君の一生はあまりに短く

セツナ

『君の一生はあまりに短く』

「コックリさんコックリさん、教えてください」


 夕暮れの教室、入ってくる西日が赤く室内を染めているので、見慣れた場所のはずなのに、どこか異質な感じがする。

 いや、そう思うのは時間や景色のせいだけじゃないかもしれない。

 僕は正面にクラスメイトのゆきちゃんが座っている。僕は目の前にある文字や記号が並んだ紙を眺める。

 ゆきちゃんと僕は紙の上に置かれている5円玉に一本ずつ人差し指を乗せている。

 最近、僕たちの学校では小銭と五十音や記号が並んだ紙を使った『コックリさん』という遊びが流行っていた。
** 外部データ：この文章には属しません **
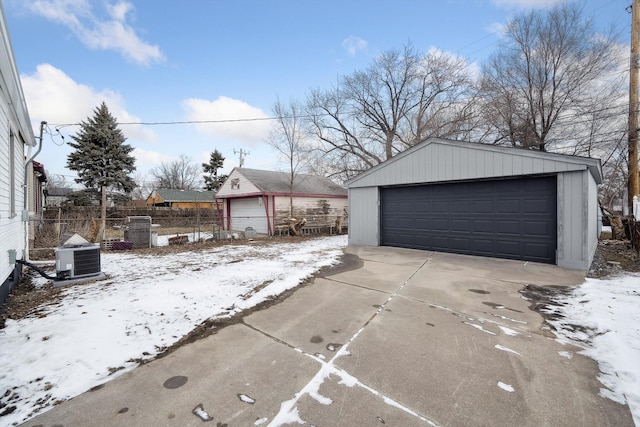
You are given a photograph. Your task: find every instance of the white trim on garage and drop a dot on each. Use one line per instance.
(249, 212)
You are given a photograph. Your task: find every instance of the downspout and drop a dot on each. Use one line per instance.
(25, 212)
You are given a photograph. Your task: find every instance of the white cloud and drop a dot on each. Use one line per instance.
(472, 68)
(234, 119)
(497, 28)
(526, 3)
(56, 98)
(109, 33)
(353, 45)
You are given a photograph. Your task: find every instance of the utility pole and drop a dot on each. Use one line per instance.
(242, 154)
(634, 64)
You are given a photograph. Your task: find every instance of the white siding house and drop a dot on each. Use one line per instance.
(16, 140)
(262, 199)
(479, 199)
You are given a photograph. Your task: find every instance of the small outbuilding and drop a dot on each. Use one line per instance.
(262, 200)
(478, 199)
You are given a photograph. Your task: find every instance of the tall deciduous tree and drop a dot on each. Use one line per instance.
(539, 82)
(180, 174)
(101, 158)
(212, 180)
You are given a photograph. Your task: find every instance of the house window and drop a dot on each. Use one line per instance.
(12, 175)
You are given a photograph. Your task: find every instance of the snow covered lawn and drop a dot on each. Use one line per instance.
(608, 312)
(97, 331)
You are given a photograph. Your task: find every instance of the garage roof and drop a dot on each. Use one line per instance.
(437, 160)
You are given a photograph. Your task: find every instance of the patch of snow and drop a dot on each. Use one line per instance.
(507, 349)
(246, 399)
(199, 412)
(608, 311)
(506, 387)
(508, 318)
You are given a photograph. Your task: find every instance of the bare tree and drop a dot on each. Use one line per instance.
(540, 79)
(180, 174)
(287, 137)
(403, 98)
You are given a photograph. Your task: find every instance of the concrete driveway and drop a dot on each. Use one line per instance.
(392, 337)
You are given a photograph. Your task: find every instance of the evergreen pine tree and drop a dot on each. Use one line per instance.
(213, 181)
(101, 157)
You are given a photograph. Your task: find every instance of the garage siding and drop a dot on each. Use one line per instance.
(512, 218)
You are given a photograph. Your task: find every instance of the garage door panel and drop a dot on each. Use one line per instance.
(514, 218)
(483, 225)
(248, 213)
(509, 206)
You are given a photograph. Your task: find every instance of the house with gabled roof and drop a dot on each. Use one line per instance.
(263, 199)
(182, 199)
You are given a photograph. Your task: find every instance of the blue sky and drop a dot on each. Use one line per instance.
(175, 61)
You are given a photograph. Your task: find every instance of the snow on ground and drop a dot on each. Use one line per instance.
(97, 331)
(609, 313)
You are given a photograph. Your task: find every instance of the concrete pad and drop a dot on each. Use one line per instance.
(221, 370)
(376, 275)
(319, 319)
(441, 366)
(478, 296)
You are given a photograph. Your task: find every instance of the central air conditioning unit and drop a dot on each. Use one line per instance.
(77, 261)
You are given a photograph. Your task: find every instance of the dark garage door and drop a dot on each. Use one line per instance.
(511, 218)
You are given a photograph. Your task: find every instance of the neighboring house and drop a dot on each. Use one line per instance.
(261, 200)
(182, 199)
(57, 196)
(479, 199)
(37, 179)
(16, 141)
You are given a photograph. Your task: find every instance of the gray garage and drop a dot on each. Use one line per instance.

 これを複数人で行うことで『コックリさん』が小銭を通して僕たちに真実を教えてくれる、というものらしい。


「私の事を好きな人はいますか?」


 正面に座るゆきちゃんがこっくりさんに問いかける。

 すると僕と彼女の指を乗せた5円玉がゆっくりと滑らかに動いていく。

 半径10ミリメートルの5円玉に運ばれて、僕らの指は文字の上を進んでいく。

 紙の上の方にかかれた『はい』『いいえ』という言葉のあたりを、5円玉は悩むように動いた後『はい』の上で動きを止めた。


「えっ! 嬉しい!」


 ゆきちゃんは驚いたように声を上げて嬉しそうに笑った。

 彼女は明るく僕のような男子とも仲良くしてくれる、人気者の女の子だ。彼女の事を好きな人がいるのは当たり前だろう。だって僕だってその一人なんだから。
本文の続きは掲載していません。